Cependant, il est impossible de nier ce trait commun fondamental qui caractérise quasiment toutes les sociétés islamiques et qui se manifeste par cette construction mentale, à la fois spirituelle et normative, qui couvre de tout son poids toutes les sociétés islamiques et qui porte en elle certaines valeurs fondamentales, personnelles et collectives partagées par tous. Les vecteurs fondamentaux de cette structure d’idées et d’aspirations sont constitués à la fois par les tribus et leurs dirigeants (shuyûkh), donc au  niveau ethnique primaire, mais également par les villes avec l’ensemble de leurs acteurs, espaces d’échange et de circulation (souks, medersas, mosquées, casernes, monastères, mausolées), et par les personnalités du monde civil et religieux représentées par les saints (awliyâ), les juges (cadhis) et leurs auxiliaires (kuttab, ‘udul), les jurisconsultes (muftis), les professeurs et les enseignants (mashâyikh, mudarrissûn, fuqahâ). Au sommet de la hiérarchie sociale se situe évidemment le pouvoir politique avec toute son organisation militaire, sécuritaire, administrative, fiscale et judiciaire. Tous ces organismes et ces acteurs peuvent évidemment entrer en conflits ouverts ou larvés et même provoquer au sein de la société toutes sortes de troubles plus ou moins intenses, allant jusqu’au schisme ou à la guerre civile. Cependant, ils demeurent et se maintiennent à l’intérieur de la même sphère de dogmes, d’éthique et de droit. Cette sphère est partagée par la grande majorité du peuple des croyants.

L’absence d’église et le fait que le peuple, en concordance avec la classe des shuyukh civils et religieux, soit le gardien principal de sa propre croyance religieuse, donne à cette dernière une dimension politique exceptionnelle. Il est vrai que ce trait a existé historiquement dans toutes les sociétés, notamment dans les sociétés européennes avant la grande fracture laïque et le moment spinozien au 17ème siècle, puis les révolutions du 18ème siècle. En islam, cependant, grâce à cette alliance entre le pouvoir civil, le pouvoir religieux et la masse du peuple des croyants, il prend un caractère particulier, populiste avant l’heure. Même si la société « participe à sa manière à une dynamique générale planétaire de l’émergence de l’individu, en tant que rapport politique »[3], « même si le groupe ethnique, la famille élargie ou restreinte ne sont plus dans la logique étatique, que des cadres de référence de type plutôt administratif, en voie de disparition (ou de transformation) »[4], le frère en religion, le sujet soumis au pouvoir à l’autorité villageoise ou de sa tribu, représentée par ses chefs (shuyûkh), concurrencent sur la longue période le statut du citoyen. La logique communautaire prime la logique étatique et même si, à partir du 17ème siècle, nous assistons à un « affermissement de la logique étatique »[5], la logique communautaire continuera à produire ses effets sur le long terme. En d’autres termes, la société de droit ne disparaîtra pas entièrement de la scène. Elle conservera sa force comme toile de fond de l’État moderne.

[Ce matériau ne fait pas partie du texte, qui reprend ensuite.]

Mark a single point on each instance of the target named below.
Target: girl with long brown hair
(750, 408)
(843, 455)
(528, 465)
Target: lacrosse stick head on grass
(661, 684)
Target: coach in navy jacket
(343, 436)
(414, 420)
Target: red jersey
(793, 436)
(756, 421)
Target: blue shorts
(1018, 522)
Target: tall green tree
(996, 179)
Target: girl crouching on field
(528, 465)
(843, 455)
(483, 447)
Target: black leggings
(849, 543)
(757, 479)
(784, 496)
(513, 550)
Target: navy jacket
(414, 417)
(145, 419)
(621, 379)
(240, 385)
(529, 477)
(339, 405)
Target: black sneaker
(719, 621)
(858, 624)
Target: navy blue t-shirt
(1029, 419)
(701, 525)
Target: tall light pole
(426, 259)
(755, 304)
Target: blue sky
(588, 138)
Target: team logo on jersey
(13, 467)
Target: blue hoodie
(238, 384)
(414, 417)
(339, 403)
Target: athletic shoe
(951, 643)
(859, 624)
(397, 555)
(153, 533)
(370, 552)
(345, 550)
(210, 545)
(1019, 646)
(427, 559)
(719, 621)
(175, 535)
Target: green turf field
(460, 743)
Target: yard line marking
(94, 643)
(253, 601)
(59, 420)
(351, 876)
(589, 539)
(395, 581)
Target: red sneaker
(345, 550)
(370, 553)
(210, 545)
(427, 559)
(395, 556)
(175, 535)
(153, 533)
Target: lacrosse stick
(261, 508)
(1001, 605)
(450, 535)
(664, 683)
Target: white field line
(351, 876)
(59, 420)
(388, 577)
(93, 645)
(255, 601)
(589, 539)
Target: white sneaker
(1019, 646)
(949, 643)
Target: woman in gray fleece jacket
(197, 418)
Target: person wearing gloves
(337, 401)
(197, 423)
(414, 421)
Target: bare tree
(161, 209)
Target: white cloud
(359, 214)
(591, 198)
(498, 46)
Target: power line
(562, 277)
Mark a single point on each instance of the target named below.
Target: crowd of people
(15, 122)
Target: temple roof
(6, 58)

Le résultat, c’est que la charia, qui englobe l’ensemble des normes de l’éthique et du droit constitue une part importante de l’identité, aussi importante que la langue ou les mœurs. Elle n’est pas comprise par ses adeptes comme une simple question de régulation, mais comme un ensemble de traits constitutifs de l’identité. Il s’agit même, on pourrait le dire, d’une « suridentité », puisque non seulement elle dispose d’une dimension politique, mais également d’une dimension spirituelle qui engage l’entièreté de l’être, dans sa plus grande profondeur.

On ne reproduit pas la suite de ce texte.